Darya Marchenkova is a reporter, researcher, and video journalist. She is a fellow at “Fault Lines,” a current affairs and documentary program on Al Jazeera English, and interned at Type Investigations and the Montreal Gazette. Before becoming a journalist, Darya worked in community organizing, communications, and curriculum development.

Eli Day is a Detroiter, where he writes about race, class, politics, and history for publications like Mother Jones and In These Times.

Jaisal Noor has served as a senior producer, host and editor at The Real News Network for the past six years. With his expertise in education policy and systemic inequity, he focuses on Baltimore, Maryland. Before joining TRNN, he contributed print, radio, and TV reports to Free Speech Radio News, Democracy Now! and The Indypendent.

Jen Deerinwater is a citizen of the Cherokee Nation of Oklahoma, bisexual, Two Spirit, multiply-disabled journalist and organizer who covers the issues her communities face with an intersectional lens. She's a contributor at Truthout, Founder and Executive Director of Crushing Colonialism, and a Freedomways Reporting Project fellow. Jen's work is included in the anthologies Two-Spirits Belong Here and Disability Visibility due out in the summer of 2020. She has been interviewed for numerous outlets on her work and The Advocate named Jen a 2019 Champion of Pride.
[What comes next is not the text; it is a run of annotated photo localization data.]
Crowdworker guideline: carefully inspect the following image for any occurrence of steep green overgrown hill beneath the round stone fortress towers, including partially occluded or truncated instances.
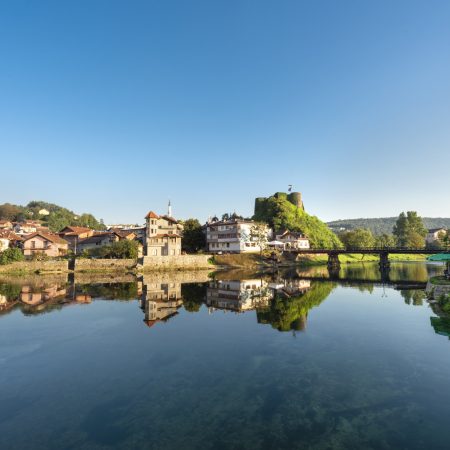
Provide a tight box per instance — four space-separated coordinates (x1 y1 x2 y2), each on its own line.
253 192 342 248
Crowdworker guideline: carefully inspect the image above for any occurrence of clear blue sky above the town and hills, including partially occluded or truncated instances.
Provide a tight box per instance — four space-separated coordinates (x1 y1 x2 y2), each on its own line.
0 0 450 223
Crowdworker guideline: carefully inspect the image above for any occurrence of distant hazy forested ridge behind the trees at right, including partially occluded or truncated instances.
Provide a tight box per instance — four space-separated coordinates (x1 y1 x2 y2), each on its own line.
327 217 450 236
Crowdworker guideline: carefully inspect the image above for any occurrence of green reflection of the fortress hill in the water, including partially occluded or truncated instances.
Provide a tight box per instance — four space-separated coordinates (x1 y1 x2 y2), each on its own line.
257 282 335 331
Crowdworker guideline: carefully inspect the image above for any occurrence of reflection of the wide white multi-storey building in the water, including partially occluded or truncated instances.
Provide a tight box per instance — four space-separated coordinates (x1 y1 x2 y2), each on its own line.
206 278 273 312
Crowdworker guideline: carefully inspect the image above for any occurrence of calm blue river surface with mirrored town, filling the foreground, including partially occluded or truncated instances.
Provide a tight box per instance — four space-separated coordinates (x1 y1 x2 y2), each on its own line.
0 264 450 450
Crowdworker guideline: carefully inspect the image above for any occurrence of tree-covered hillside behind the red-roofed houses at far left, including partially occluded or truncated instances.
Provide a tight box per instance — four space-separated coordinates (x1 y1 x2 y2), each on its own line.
0 201 106 232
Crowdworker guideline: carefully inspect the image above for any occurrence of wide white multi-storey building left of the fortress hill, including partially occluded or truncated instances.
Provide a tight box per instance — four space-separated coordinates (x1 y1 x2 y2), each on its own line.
206 218 272 253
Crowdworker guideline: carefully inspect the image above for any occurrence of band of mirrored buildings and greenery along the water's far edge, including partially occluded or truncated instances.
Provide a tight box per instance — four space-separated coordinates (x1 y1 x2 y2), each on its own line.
0 263 447 334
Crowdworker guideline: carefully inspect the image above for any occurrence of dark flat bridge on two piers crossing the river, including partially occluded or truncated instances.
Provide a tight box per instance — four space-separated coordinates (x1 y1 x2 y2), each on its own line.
286 247 442 270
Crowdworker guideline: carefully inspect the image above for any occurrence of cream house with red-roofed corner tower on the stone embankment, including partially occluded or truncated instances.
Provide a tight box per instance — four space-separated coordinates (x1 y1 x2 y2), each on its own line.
144 211 183 256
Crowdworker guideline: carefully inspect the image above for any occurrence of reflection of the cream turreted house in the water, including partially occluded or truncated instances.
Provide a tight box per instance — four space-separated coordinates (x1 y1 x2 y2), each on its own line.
141 282 183 327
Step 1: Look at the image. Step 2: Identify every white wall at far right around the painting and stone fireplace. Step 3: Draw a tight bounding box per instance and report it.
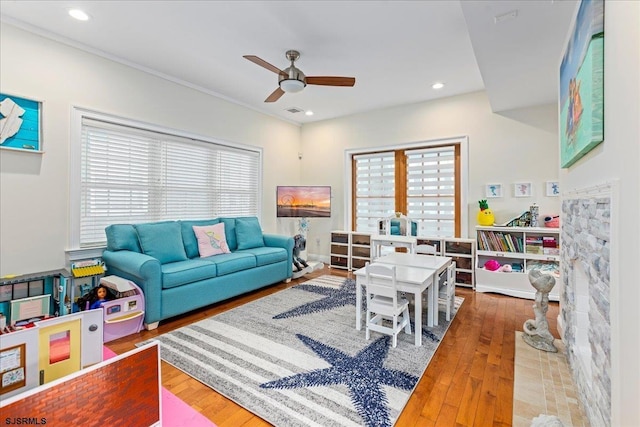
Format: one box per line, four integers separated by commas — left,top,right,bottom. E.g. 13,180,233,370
560,1,640,426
Kathryn E. Styer is an audio producer and journalist based in Oakland, California. She has published with TalkPoverty, Outside Online and is currently the station co-director of KGPC-LP Oakland, Peralta Community Radio. Her work focuses on equity and the impacts of race, gender and class.

Kim Kelly is a freelance writer and organizer based in Philadelphia. She is currently the labor columnist for Teen Vogue, and a columnist on class and labor at the New Republic. Her writing on politics, class, and culture have appeared in the Guardian, the Baffler, the New York Times, the Washington Post, and many others.

Leah Douglas is a staff writer and associate editor at the Food and Environment Reporting Network, an independent, nonprofit newsroom that publishes investigative and explanatory reporting on food, agriculture, and environmental health. Her reporting on corporate power and big business in the food and agriculture sectors has been published in the Guardian, the Nation, the Washington Post, Mother Jones, Time, Fortune, NPR, and other outlets.

Michelle Jokisch Polo is a reporter & Grand Rapidian transplant from El Salvador & Ecuador. Michelle currently works as the inclusion reporter at WGVU Public Media in Grand Rapids, Mich. She wants to dismantle white supremacy through discourse. She loves to ask questions and will take any to do so.

Timothy Pratt is a bilingual Atlanta, Georgia-based writer/reporter covering subjects ranging from soccer to immigration to election integrity and security. His work has appeared in The New York Times, The Guardian, The Atlantic, the Associated Press and many others.

Valerie Vande Panne is an award-winning freelance reporter and Next City Equitable Cities Fellow. Her work on alternative economies has appeared in Bloomberg, In These Times, and Salon, among many other outlets.

Fellows were chosen from a pool of over 70 applicants and selected through a judging process anchored by journalists Abby Scher of Dollars & Sense, Dharna Noor of The Real News Network, Oscar Perry Abello of Next City as well as Jo Ellen Green Kaiser, previously of The Media Consortium.